Singapore, for example, was also reporting that about 20 per cent of known new cases were reinfections.
Dr Senanayake said this relatively small number of reinfections showed that immunity — whether from vaccines or past exposure — was working for most people.
"It's hard to differentiate, in a place like Australia, between purely vaccine-induced immunity and infection-induced immunity, because many of us have both been COVID-19-infected and have had [several] vaccines," he said.
"This is hybrid immunity we're seeing.
"And what it tells us is that, even though in laboratory settings … these new subvariants have the potential to evade the immune system, this hybrid immunity is providing good protection."
Having had COVID-19 before will not protect everyone from reinfection this summer — Prime Minister Anthony Albanese, who got the disease a second time last month, is one high-profile exception among many.

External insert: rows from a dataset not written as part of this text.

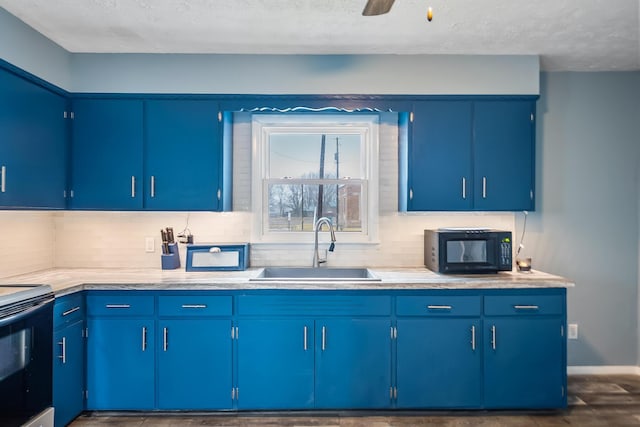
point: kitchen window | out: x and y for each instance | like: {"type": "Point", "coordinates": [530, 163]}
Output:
{"type": "Point", "coordinates": [308, 166]}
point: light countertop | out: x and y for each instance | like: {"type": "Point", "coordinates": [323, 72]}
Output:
{"type": "Point", "coordinates": [64, 281]}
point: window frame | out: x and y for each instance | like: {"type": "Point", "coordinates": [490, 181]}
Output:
{"type": "Point", "coordinates": [365, 124]}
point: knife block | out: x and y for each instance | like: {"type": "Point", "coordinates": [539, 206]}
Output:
{"type": "Point", "coordinates": [171, 261]}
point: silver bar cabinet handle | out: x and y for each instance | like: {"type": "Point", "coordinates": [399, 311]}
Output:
{"type": "Point", "coordinates": [63, 343]}
{"type": "Point", "coordinates": [526, 307]}
{"type": "Point", "coordinates": [165, 339]}
{"type": "Point", "coordinates": [324, 338]}
{"type": "Point", "coordinates": [439, 307]}
{"type": "Point", "coordinates": [71, 310]}
{"type": "Point", "coordinates": [305, 338]}
{"type": "Point", "coordinates": [464, 187]}
{"type": "Point", "coordinates": [493, 337]}
{"type": "Point", "coordinates": [473, 337]}
{"type": "Point", "coordinates": [144, 338]}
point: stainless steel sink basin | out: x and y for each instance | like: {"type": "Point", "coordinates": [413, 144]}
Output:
{"type": "Point", "coordinates": [325, 274]}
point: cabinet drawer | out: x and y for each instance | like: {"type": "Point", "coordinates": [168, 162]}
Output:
{"type": "Point", "coordinates": [439, 305]}
{"type": "Point", "coordinates": [509, 305]}
{"type": "Point", "coordinates": [333, 305]}
{"type": "Point", "coordinates": [196, 305]}
{"type": "Point", "coordinates": [120, 305]}
{"type": "Point", "coordinates": [68, 309]}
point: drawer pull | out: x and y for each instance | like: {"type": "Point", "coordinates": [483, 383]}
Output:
{"type": "Point", "coordinates": [71, 310]}
{"type": "Point", "coordinates": [144, 338]}
{"type": "Point", "coordinates": [63, 345]}
{"type": "Point", "coordinates": [305, 336]}
{"type": "Point", "coordinates": [493, 337]}
{"type": "Point", "coordinates": [526, 307]}
{"type": "Point", "coordinates": [473, 338]}
{"type": "Point", "coordinates": [439, 307]}
{"type": "Point", "coordinates": [165, 338]}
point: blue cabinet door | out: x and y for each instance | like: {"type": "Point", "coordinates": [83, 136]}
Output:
{"type": "Point", "coordinates": [439, 363]}
{"type": "Point", "coordinates": [504, 151]}
{"type": "Point", "coordinates": [33, 148]}
{"type": "Point", "coordinates": [107, 146]}
{"type": "Point", "coordinates": [524, 363]}
{"type": "Point", "coordinates": [440, 158]}
{"type": "Point", "coordinates": [194, 364]}
{"type": "Point", "coordinates": [353, 363]}
{"type": "Point", "coordinates": [275, 364]}
{"type": "Point", "coordinates": [183, 155]}
{"type": "Point", "coordinates": [120, 364]}
{"type": "Point", "coordinates": [68, 373]}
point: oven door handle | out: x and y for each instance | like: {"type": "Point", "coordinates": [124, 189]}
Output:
{"type": "Point", "coordinates": [23, 314]}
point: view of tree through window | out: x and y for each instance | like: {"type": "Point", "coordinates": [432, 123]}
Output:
{"type": "Point", "coordinates": [311, 174]}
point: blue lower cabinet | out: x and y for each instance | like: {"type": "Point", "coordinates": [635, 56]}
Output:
{"type": "Point", "coordinates": [275, 364]}
{"type": "Point", "coordinates": [194, 364]}
{"type": "Point", "coordinates": [120, 364]}
{"type": "Point", "coordinates": [68, 373]}
{"type": "Point", "coordinates": [523, 362]}
{"type": "Point", "coordinates": [353, 363]}
{"type": "Point", "coordinates": [439, 363]}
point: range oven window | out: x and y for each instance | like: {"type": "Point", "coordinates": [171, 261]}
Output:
{"type": "Point", "coordinates": [15, 350]}
{"type": "Point", "coordinates": [466, 251]}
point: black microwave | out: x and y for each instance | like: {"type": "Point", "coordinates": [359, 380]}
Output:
{"type": "Point", "coordinates": [467, 250]}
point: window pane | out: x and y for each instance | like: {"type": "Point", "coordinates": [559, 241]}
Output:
{"type": "Point", "coordinates": [293, 207]}
{"type": "Point", "coordinates": [301, 155]}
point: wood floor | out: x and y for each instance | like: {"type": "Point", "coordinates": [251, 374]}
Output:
{"type": "Point", "coordinates": [593, 401]}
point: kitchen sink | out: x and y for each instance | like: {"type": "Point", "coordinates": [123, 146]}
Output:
{"type": "Point", "coordinates": [326, 274]}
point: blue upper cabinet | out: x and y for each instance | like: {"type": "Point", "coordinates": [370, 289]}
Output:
{"type": "Point", "coordinates": [440, 161]}
{"type": "Point", "coordinates": [183, 155]}
{"type": "Point", "coordinates": [33, 144]}
{"type": "Point", "coordinates": [504, 149]}
{"type": "Point", "coordinates": [107, 151]}
{"type": "Point", "coordinates": [472, 155]}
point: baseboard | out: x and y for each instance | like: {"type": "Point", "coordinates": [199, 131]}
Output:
{"type": "Point", "coordinates": [603, 370]}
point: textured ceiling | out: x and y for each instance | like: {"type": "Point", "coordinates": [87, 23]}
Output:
{"type": "Point", "coordinates": [579, 35]}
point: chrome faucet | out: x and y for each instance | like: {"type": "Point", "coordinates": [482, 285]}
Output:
{"type": "Point", "coordinates": [316, 228]}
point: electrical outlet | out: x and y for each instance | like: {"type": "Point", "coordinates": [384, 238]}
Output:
{"type": "Point", "coordinates": [573, 331]}
{"type": "Point", "coordinates": [149, 244]}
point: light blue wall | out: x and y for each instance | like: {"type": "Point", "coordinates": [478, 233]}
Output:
{"type": "Point", "coordinates": [25, 48]}
{"type": "Point", "coordinates": [586, 225]}
{"type": "Point", "coordinates": [306, 74]}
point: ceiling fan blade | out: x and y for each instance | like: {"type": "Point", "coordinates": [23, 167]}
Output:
{"type": "Point", "coordinates": [377, 7]}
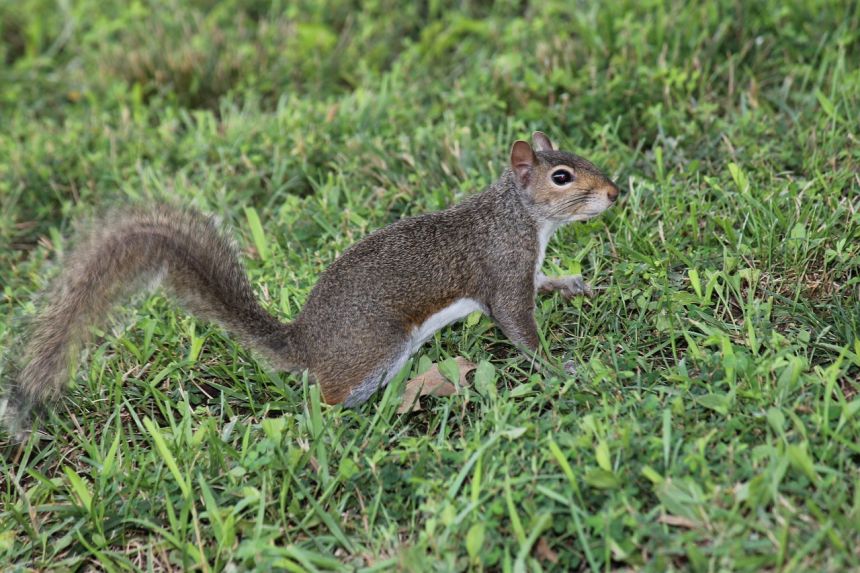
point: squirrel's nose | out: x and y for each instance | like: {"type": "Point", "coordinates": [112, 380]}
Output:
{"type": "Point", "coordinates": [612, 192]}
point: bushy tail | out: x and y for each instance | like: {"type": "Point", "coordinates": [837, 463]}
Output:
{"type": "Point", "coordinates": [123, 254]}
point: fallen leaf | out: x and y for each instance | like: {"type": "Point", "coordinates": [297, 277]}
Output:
{"type": "Point", "coordinates": [432, 383]}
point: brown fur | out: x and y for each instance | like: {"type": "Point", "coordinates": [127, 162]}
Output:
{"type": "Point", "coordinates": [360, 317]}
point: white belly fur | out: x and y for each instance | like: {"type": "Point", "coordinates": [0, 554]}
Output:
{"type": "Point", "coordinates": [460, 308]}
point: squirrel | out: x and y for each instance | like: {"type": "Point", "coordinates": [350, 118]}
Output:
{"type": "Point", "coordinates": [370, 310]}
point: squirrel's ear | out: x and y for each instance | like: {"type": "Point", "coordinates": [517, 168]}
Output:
{"type": "Point", "coordinates": [542, 142]}
{"type": "Point", "coordinates": [522, 160]}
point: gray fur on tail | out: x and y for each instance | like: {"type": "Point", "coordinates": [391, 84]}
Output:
{"type": "Point", "coordinates": [119, 255]}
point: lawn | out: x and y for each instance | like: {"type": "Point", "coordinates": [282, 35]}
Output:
{"type": "Point", "coordinates": [714, 420]}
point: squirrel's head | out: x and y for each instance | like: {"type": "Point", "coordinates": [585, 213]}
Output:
{"type": "Point", "coordinates": [563, 187]}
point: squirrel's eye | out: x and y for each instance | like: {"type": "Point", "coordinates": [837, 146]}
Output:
{"type": "Point", "coordinates": [562, 177]}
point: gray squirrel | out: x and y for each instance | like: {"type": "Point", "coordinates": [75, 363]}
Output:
{"type": "Point", "coordinates": [370, 310]}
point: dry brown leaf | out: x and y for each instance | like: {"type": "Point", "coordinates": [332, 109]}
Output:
{"type": "Point", "coordinates": [544, 552]}
{"type": "Point", "coordinates": [432, 383]}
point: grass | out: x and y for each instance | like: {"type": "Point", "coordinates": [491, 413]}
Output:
{"type": "Point", "coordinates": [715, 420]}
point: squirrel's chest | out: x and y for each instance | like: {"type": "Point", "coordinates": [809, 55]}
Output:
{"type": "Point", "coordinates": [545, 233]}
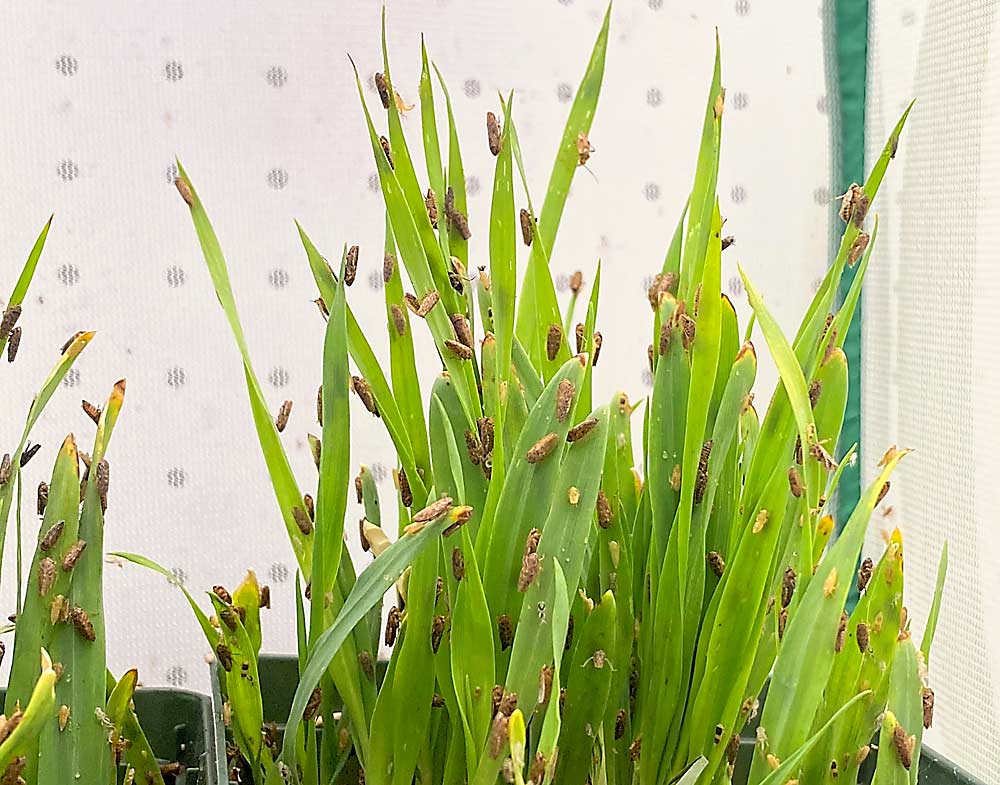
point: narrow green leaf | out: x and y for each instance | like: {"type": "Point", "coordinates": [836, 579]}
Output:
{"type": "Point", "coordinates": [283, 481]}
{"type": "Point", "coordinates": [372, 583]}
{"type": "Point", "coordinates": [931, 626]}
{"type": "Point", "coordinates": [564, 168]}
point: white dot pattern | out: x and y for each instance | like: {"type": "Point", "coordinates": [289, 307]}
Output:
{"type": "Point", "coordinates": [260, 106]}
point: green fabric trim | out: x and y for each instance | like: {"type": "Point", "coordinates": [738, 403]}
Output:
{"type": "Point", "coordinates": [850, 70]}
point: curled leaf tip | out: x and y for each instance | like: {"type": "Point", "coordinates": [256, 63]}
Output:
{"type": "Point", "coordinates": [747, 350]}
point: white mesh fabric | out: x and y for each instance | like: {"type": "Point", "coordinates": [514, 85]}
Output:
{"type": "Point", "coordinates": [930, 380]}
{"type": "Point", "coordinates": [259, 103]}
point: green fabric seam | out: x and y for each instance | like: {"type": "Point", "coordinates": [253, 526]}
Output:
{"type": "Point", "coordinates": [849, 66]}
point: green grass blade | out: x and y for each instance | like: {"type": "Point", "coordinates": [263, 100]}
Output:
{"type": "Point", "coordinates": [428, 123]}
{"type": "Point", "coordinates": [373, 582]}
{"type": "Point", "coordinates": [138, 754]}
{"type": "Point", "coordinates": [703, 199]}
{"type": "Point", "coordinates": [563, 169]}
{"type": "Point", "coordinates": [587, 686]}
{"type": "Point", "coordinates": [581, 115]}
{"type": "Point", "coordinates": [789, 764]}
{"type": "Point", "coordinates": [506, 532]}
{"type": "Point", "coordinates": [27, 273]}
{"type": "Point", "coordinates": [503, 257]}
{"type": "Point", "coordinates": [368, 366]}
{"type": "Point", "coordinates": [406, 176]}
{"type": "Point", "coordinates": [286, 490]}
{"type": "Point", "coordinates": [335, 459]}
{"type": "Point", "coordinates": [565, 535]}
{"type": "Point", "coordinates": [38, 404]}
{"type": "Point", "coordinates": [806, 657]}
{"type": "Point", "coordinates": [457, 244]}
{"type": "Point", "coordinates": [472, 656]}
{"type": "Point", "coordinates": [211, 634]}
{"type": "Point", "coordinates": [931, 627]}
{"type": "Point", "coordinates": [403, 365]}
{"type": "Point", "coordinates": [82, 747]}
{"type": "Point", "coordinates": [36, 630]}
{"type": "Point", "coordinates": [39, 710]}
{"type": "Point", "coordinates": [414, 256]}
{"type": "Point", "coordinates": [540, 307]}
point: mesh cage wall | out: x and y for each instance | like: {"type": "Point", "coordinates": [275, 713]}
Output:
{"type": "Point", "coordinates": [930, 379]}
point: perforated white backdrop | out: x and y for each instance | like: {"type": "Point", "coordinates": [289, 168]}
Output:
{"type": "Point", "coordinates": [930, 376]}
{"type": "Point", "coordinates": [257, 99]}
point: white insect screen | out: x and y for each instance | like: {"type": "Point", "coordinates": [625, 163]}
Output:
{"type": "Point", "coordinates": [930, 322]}
{"type": "Point", "coordinates": [259, 102]}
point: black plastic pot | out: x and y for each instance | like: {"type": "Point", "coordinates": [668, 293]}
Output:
{"type": "Point", "coordinates": [279, 676]}
{"type": "Point", "coordinates": [180, 729]}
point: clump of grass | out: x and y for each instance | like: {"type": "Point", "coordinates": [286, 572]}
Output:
{"type": "Point", "coordinates": [570, 605]}
{"type": "Point", "coordinates": [65, 716]}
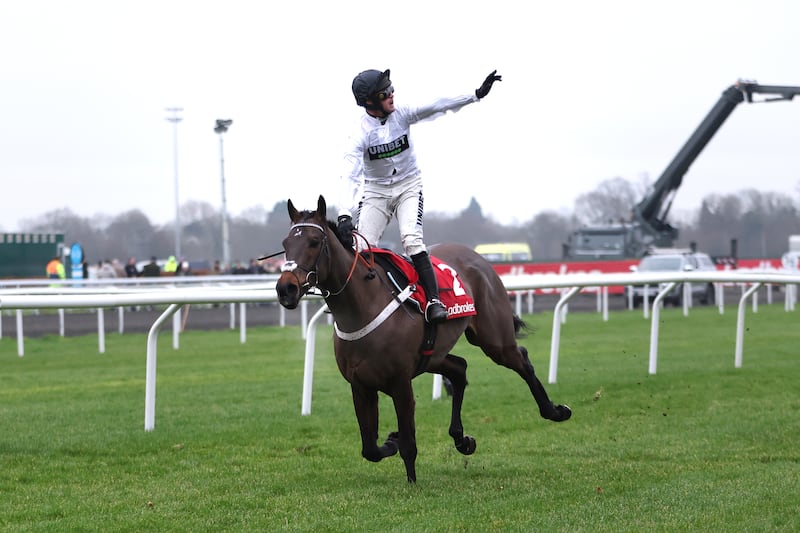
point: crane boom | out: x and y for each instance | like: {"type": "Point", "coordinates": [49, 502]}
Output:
{"type": "Point", "coordinates": [649, 226]}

Older and/or chronically unwell people are more likely to be reinfected.
So are health workers and other people who are exposed to coronavirus on a regular basis.
Dr Senanayake said the virus had changed significantly over the past three years and would continue to change.
But he said this progression appeared to mostly positive.
"We as the hosts have also changed, because of this hybrid immunity," he said.
"That is going to lead to a situation where this virus will become endemic."
On the first day of 2023, experts weigh in on how far Australia — and the world — has come since the pandemic began, and what the next frontiers are going into the new year.
In September last year, World Health Organization director-general Tedros Adhanom Ghebreyesus declared that the pandemic's "end is in sight", but warned countries to maintain efforts to control outbreaks and vaccinate their populations.
Dr Senanayake agreed that the endemic period — when COVID-19 "is part of our normal lives, just like flu is part of our normal lives" — was approaching, but was not quite here.
He said endemic COVID-19 would still pose a life-threatening risk to some, but most people would likely experience very mild or asymptomatic infections.
"That's reassuring because that means that, even if they become infected, it doesn't impact on their personal health, they don't end up in hospital," he said.
"We know from data in places like Portugal, they found that even infection with the very early COVID-19 variants provide you with some protection against the later [Omicron variants].
"So with antivirals in place to protect our most vulnerable and better vaccines available, and this hybrid immunity, I think we're heading in the right direction with COVID-19."